My husband has a professional opportunty to work in Nantong for 3 years and I would like to have some information about Life in Nantong. We have 3 children (11, 9 and 6 years old). 

Thanks in advence

Regards 

Steph


----------



## jacklin796

*Nantong city*

Nantong, known as a "Pearl of the River and Sea", is a city with a history since the Chinese Han Dynasty. It has been found that primitive clan inhabitants lived in this region 5,000 years ago. 
Nantong has a national reputation of "the First Window on the Yangtze River" and is one of the national tourist centers. Nantong City is situated on the northern bank of the Yangtze River of Jiangsu province, facing Shanghai across the river. Nantong, plus the cities under its jurisdiction, has a warm and wet subtropical climate under the influence of East Asia monsoon. Seasons are distinct and residents enjoy sufficient sunlight and abundant rainfall. The average temperature is approximately 15°C with annual precipitation of more than1,000 mm. 
Nantong City has a population of 760,000 and has a physical land mass of 381 square. Together with 6 county-level cities under its jurisdiction, Nantong Prefecuture City owns a population of near 8 million and a land mass of 8,001 square kilometers, plus more than 10,000 square kilometers of marine area.


----------



## jacklin796

Hi, nice meet you here. Hai'an is a district of nantong. Will you come back nantong? If you come, we can catch up for coffee.


----------



## Eric in china

I may have to do some work in Changzhou in the coming months but my home is now Chongqing and will remain so for the coming years. Are you Chinese? If so your written English is very good.


----------



## jacklin796

Thank you. Yes, I am chinese. Can you speak mandarin?


----------



## Eric in china

I speak enough to get by but after 20 years in China I should be able to speak it better, getting old does not help, so many new words to remember and of course working all over China, there are so many dialects and languages here.
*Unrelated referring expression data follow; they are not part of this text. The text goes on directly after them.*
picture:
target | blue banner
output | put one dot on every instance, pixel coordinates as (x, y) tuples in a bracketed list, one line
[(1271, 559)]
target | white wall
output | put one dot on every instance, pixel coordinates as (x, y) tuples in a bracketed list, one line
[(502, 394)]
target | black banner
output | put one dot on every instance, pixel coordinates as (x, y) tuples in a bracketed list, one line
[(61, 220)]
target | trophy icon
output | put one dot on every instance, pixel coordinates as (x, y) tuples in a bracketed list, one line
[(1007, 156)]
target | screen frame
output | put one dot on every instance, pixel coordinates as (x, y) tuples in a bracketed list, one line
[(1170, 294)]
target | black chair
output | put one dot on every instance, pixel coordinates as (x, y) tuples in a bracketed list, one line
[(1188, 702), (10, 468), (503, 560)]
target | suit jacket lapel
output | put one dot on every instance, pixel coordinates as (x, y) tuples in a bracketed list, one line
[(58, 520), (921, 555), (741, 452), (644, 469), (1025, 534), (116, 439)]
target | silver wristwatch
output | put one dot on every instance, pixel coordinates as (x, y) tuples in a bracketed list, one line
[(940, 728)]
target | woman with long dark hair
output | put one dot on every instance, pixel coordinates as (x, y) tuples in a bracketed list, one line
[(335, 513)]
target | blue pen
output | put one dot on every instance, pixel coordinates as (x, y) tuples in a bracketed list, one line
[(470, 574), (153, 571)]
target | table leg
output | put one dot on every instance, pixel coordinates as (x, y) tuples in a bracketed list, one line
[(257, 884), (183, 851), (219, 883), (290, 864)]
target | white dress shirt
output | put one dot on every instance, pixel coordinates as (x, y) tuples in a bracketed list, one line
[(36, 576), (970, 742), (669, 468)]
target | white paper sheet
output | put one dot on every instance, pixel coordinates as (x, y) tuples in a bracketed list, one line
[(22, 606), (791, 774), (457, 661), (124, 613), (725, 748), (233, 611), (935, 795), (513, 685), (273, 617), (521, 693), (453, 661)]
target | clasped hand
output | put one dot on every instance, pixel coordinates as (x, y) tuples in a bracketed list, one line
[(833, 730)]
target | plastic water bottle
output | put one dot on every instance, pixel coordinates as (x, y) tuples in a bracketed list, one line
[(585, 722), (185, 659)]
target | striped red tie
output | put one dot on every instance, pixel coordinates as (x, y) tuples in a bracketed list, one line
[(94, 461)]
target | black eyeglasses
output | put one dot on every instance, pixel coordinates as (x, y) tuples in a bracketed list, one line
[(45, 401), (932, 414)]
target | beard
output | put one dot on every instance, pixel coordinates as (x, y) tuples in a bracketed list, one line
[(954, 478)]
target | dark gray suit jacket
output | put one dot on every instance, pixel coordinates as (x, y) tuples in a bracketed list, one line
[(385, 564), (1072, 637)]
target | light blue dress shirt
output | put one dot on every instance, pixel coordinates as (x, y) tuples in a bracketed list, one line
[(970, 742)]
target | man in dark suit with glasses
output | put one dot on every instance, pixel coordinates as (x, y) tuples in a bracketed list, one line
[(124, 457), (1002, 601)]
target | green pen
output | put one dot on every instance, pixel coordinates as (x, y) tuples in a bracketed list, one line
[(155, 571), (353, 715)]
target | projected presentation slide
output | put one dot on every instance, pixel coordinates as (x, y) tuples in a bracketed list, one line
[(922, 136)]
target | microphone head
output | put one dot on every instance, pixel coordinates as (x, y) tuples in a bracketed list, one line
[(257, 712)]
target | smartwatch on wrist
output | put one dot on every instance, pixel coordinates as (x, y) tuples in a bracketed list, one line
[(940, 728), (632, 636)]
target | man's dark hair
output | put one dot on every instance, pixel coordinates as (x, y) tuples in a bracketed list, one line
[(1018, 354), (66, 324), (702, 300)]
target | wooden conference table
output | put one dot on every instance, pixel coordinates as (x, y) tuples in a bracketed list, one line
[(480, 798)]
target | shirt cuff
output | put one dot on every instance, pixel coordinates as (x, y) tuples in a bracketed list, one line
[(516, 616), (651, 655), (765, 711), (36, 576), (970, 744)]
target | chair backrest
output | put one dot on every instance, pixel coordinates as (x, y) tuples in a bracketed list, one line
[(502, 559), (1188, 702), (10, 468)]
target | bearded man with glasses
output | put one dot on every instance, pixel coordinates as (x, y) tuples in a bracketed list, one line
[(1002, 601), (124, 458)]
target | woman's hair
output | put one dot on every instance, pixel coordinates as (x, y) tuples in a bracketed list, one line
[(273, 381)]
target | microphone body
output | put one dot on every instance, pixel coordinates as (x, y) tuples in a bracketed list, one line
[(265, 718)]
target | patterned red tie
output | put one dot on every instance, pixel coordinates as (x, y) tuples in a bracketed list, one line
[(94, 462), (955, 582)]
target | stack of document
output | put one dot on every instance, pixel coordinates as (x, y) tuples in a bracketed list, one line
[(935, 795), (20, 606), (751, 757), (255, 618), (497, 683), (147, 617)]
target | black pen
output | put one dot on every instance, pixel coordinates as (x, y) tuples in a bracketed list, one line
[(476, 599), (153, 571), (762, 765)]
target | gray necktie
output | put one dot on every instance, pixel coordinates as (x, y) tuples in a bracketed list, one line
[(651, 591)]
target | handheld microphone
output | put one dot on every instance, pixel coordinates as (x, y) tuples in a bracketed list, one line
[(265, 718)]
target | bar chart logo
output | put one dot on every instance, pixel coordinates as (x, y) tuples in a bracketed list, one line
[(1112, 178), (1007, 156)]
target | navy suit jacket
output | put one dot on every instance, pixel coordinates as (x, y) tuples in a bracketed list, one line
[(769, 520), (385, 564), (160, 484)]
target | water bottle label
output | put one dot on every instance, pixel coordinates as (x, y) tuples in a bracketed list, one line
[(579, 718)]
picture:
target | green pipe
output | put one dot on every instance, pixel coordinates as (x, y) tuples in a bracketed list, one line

My wife is from Guizhou and is presently in her home town of Zunyi doing some work.

I drove my car from Hai'an to Chongqing, 1600km, long drive. I take it you can speak English as well as you write it?


----------



## jojo

Its not a good idea to post personal contact details on an open forum, Too many spambots, spammers, scammers etc. can use them. So please use the PM facility

Jo (moderator)


----------